While installation, setup and enjoyment has been easy thus far, you do need to keep one thing in mind. Since Ring is a Wi-Fi cam, its strength hinges on the signal quality of your Wi-Fi. At my mother’s place where we did the install, we had audio/video delay and framerate dropping due to the poor Wi-Fi at their front door area. You may want to invest in a good range extender to help bolster that signal and recording/audio quality. The video output itself will be 1080p and extremely clear when your videos get played back. However, the strength of your signal to Ring will determine whether whether there will be any sort of audio delay. It seems right now that it is still a bit of a work in progress and you may experience up to a half second delay in some cases.
Outside of that, I highly recommend the Ring Pro Video Doorbell to you and to anybody who wants to install a video doorbell in their home. It won’t even take you more than an hour and you may never have to get up to answer another door to door salesman again. You can tell them you’re not interested from the comfort of your couch!
The Ring Pro Video Doorbell is now available at Best Buy and online at BestBuy.ca.
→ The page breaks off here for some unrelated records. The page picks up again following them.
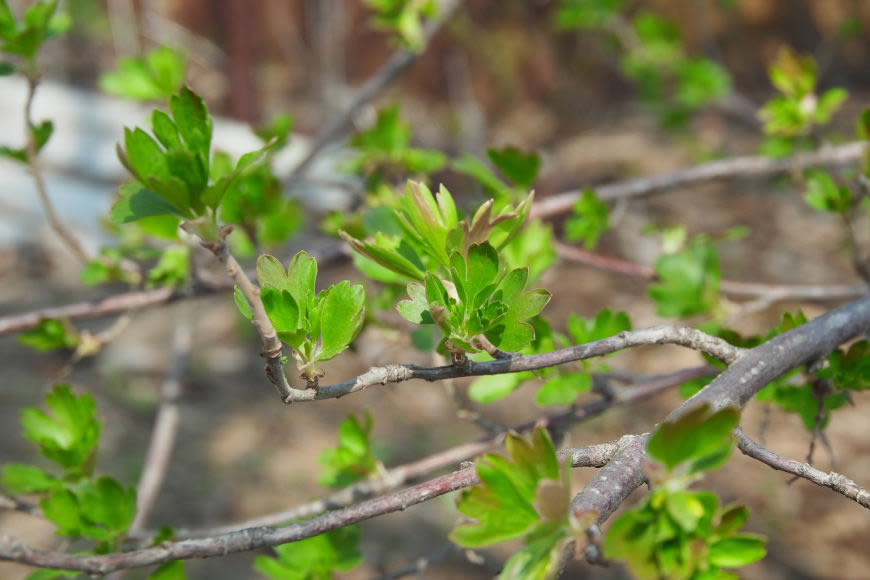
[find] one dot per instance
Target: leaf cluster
(81, 505)
(22, 38)
(678, 533)
(405, 18)
(173, 169)
(688, 280)
(798, 110)
(313, 558)
(318, 326)
(483, 299)
(156, 76)
(526, 495)
(354, 458)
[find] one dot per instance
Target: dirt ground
(240, 453)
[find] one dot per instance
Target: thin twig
(743, 167)
(420, 564)
(768, 292)
(13, 550)
(400, 60)
(677, 335)
(64, 234)
(165, 427)
(836, 481)
(273, 351)
(411, 472)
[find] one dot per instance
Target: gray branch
(836, 481)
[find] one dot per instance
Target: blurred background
(497, 73)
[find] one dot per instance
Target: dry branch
(743, 167)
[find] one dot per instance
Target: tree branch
(273, 350)
(400, 60)
(769, 292)
(165, 428)
(62, 232)
(744, 377)
(836, 481)
(411, 472)
(749, 166)
(13, 550)
(678, 335)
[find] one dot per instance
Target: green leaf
(342, 316)
(849, 369)
(587, 14)
(70, 434)
(589, 221)
(474, 168)
(282, 309)
(138, 202)
(172, 267)
(737, 551)
(242, 303)
(169, 571)
(520, 168)
(563, 389)
(416, 308)
(157, 76)
(50, 334)
(489, 389)
(193, 123)
(482, 270)
(824, 195)
(503, 505)
(829, 103)
(512, 333)
(688, 281)
(62, 509)
(353, 459)
(22, 478)
(697, 435)
(686, 509)
(107, 508)
(313, 558)
(604, 325)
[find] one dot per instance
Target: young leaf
(156, 76)
(23, 478)
(688, 281)
(353, 459)
(503, 505)
(342, 316)
(697, 437)
(107, 509)
(521, 168)
(313, 558)
(69, 435)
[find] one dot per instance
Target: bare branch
(768, 292)
(13, 550)
(62, 232)
(138, 299)
(411, 472)
(273, 351)
(836, 481)
(678, 335)
(165, 428)
(747, 375)
(400, 60)
(749, 166)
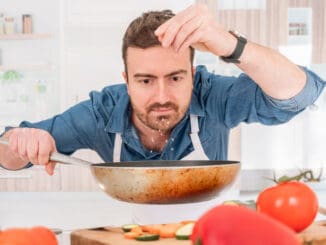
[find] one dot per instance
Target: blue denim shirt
(220, 103)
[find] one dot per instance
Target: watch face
(237, 34)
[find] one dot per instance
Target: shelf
(28, 67)
(21, 36)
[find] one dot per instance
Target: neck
(151, 139)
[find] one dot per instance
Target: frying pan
(159, 182)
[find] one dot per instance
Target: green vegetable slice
(185, 231)
(128, 227)
(148, 237)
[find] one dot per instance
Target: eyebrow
(167, 75)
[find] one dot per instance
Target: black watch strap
(241, 43)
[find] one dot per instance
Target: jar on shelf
(27, 24)
(9, 25)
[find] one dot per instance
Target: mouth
(162, 110)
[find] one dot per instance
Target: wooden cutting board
(114, 236)
(313, 235)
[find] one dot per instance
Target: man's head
(159, 79)
(140, 33)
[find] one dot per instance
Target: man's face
(160, 83)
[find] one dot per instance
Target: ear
(124, 75)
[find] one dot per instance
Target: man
(167, 109)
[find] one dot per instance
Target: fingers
(49, 168)
(33, 145)
(179, 29)
(168, 31)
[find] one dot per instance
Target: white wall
(93, 31)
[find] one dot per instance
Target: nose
(162, 93)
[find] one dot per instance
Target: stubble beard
(163, 123)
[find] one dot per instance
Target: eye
(144, 81)
(176, 78)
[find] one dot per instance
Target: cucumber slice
(185, 231)
(148, 237)
(128, 227)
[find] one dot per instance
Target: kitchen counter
(75, 210)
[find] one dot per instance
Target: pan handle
(61, 158)
(58, 157)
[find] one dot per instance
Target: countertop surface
(76, 210)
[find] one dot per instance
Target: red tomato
(235, 225)
(293, 203)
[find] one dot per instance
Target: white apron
(171, 213)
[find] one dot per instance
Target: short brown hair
(140, 32)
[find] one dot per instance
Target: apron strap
(117, 147)
(194, 134)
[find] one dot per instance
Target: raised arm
(196, 27)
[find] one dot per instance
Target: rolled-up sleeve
(307, 96)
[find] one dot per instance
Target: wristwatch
(241, 43)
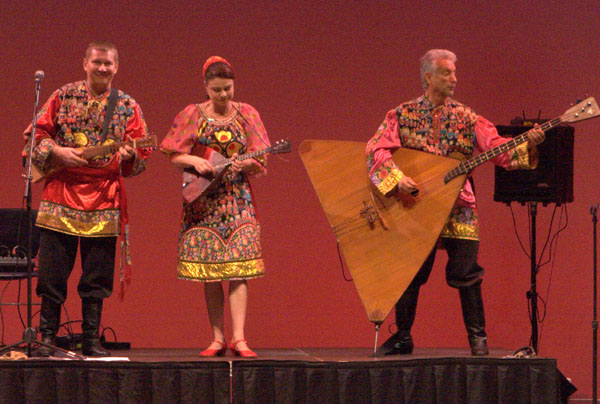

Do you need to subscribe to RING for Cloud Storage, (or) does it come with a SD Card (or) can you continue to record & retrieve the video if you do “NOT” subscribe to RING’s Cloud Storage Options
Hi Shaun — Thanks for reaching out!
Yes, you need to subscribe to Ring for cloud storage and they will store all of your videos for 60 days with their paid service. The services start around $3 US a month I believe. There’s a service that’s $120 US a year which acts similarly but also does remote alarm monitoring too.
As I recall, this specific model didn’t come with an SD card slot for local storage when I installed it a couple years ago. If your Ring app still shows a recent video in the event history though, you should be able to save it locally onto your phone/tablet for as long as it’s available.